For the CDI model, mice were given cefoperazone (0.5 g/L) in their drinking water for 5 days (from day -7 to day -2), followed by switching to sterilized water for 2 days. On day 0, the mice were challenged with 1 × 108 colony-forming units (CFUs) of C. difficile BAA-1870 (Ribotype 027) by oral gavage. For the CAPE or melatonin treatment group, mice were treated with CAPE (30 mg/kg by oral gavage) or melatonin (200 mg/kg by oral gavage) every day after C. difficile challenge. The weight loss and fecal state of the mice were monitored daily. Fecal samples were collected on days 0-3 to evaluate the stool water content as a marker of diarrhea. Additionally, fecal samples on day 3 were collected to assess C. difficile colonization. Colonic tissues were collected on day 3 post infection, stained with hematoxylin and eosin (H&E) and scored as previously described 60.

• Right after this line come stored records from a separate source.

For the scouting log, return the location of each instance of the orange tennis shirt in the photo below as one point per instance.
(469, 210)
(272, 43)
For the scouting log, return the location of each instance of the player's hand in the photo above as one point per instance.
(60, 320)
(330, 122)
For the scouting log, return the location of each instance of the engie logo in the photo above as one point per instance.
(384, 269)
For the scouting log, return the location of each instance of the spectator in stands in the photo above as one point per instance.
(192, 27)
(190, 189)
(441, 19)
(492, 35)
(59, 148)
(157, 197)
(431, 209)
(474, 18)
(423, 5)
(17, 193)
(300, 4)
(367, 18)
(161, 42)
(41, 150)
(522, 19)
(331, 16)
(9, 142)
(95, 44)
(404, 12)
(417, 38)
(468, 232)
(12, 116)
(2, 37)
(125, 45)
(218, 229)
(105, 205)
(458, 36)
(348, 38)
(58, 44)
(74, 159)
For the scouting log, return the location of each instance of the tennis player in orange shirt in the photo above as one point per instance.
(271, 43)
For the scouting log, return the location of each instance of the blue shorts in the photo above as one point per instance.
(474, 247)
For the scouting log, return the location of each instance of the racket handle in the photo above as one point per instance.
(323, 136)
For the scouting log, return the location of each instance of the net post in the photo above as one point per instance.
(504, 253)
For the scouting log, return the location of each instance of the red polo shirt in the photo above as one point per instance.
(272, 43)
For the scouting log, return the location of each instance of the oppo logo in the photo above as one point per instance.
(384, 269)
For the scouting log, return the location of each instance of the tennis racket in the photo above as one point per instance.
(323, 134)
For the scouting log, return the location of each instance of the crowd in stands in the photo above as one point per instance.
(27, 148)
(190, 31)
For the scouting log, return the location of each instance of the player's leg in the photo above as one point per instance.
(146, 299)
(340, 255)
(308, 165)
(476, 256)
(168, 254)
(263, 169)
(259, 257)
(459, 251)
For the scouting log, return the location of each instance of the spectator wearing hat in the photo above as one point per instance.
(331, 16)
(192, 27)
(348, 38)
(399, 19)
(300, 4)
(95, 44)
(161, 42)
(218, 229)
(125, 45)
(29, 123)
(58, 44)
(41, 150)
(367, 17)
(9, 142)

Fecal samples were collected on day 3 post infection, frozen in liquid nitrogen and transferred to the laboratory with dry ice for 16S rRNA sequencing and untargeted metabolomics analysis (Novogene Bioinformatics Technology Co., Ltd., Tianjin, China). The melatonin level in mouse stool supernatant was determined using the Mouse MT (Melatonin) ELISA Kit (Sangon Biotechnology Co., Ltd., Shanghai, China).

Statistical analysis

Western blot densitometry and LysoTracker fluorescence intensity were measured using ImageJ software (NIH, Bethesda, MD, USA). Statistical analysis was performed using GraphPad Prism 9.0 (GraphPad Software, USA). Unpaired two-tailed Student’s t tests were used for comparing two groups, and one-way analysis of variance (ANOVA) was used for analyzing data from more than three groups. The statistical significance was determined using the log- rank (Mantel–Cox) test (survival rates) and Mann–Whitney U test (tissue bacterial load) in vivo. All the data are expressed as the mean ± standard deviation (SD). * indicates p <0.05 and ** indicates p <0.01.

Acknowledgements

The authors thank Professor Aiwu Wu (Guangzhou Medical University) for the C. difficile BAA-1870 strain and Professor Hanping Feng (Tufts University) for the pHis1522-TcdB plasmid. This work was supported by The National Key Research & Development Program of China (2021YFD1801000), the Natural Science Foundation of Jilin Province (20230101142JC and 20240101282JC), and The Fundamental Research Funds for the Central Universities.

Additional information

Author contributions

Y Guo., LQ He and JZ Qiu designed the study and wrote the manuscript. Y Guo, Y Zhang, GZ Wang and HT Liu conducted experiments. JF Wang, XM Deng, LQ He and JZ Qiu supervised the study and revised the manuscript. All authors read and approved the final manuscript. JZ Qiu and LQ He are responsible for the overall content as the guarantor.

Disclosure statement

No potential conflict of interest was reported by the author (s).

Data availability

All 16S rRNA gene sequencing data generated and analyzed during the current study were deposited in the Sequence Read Archive (SRA) under the BioProject accession number PRJNA1100298. Untargeted metabolomics data are available via Metabolights with the identifier MTBLS9938.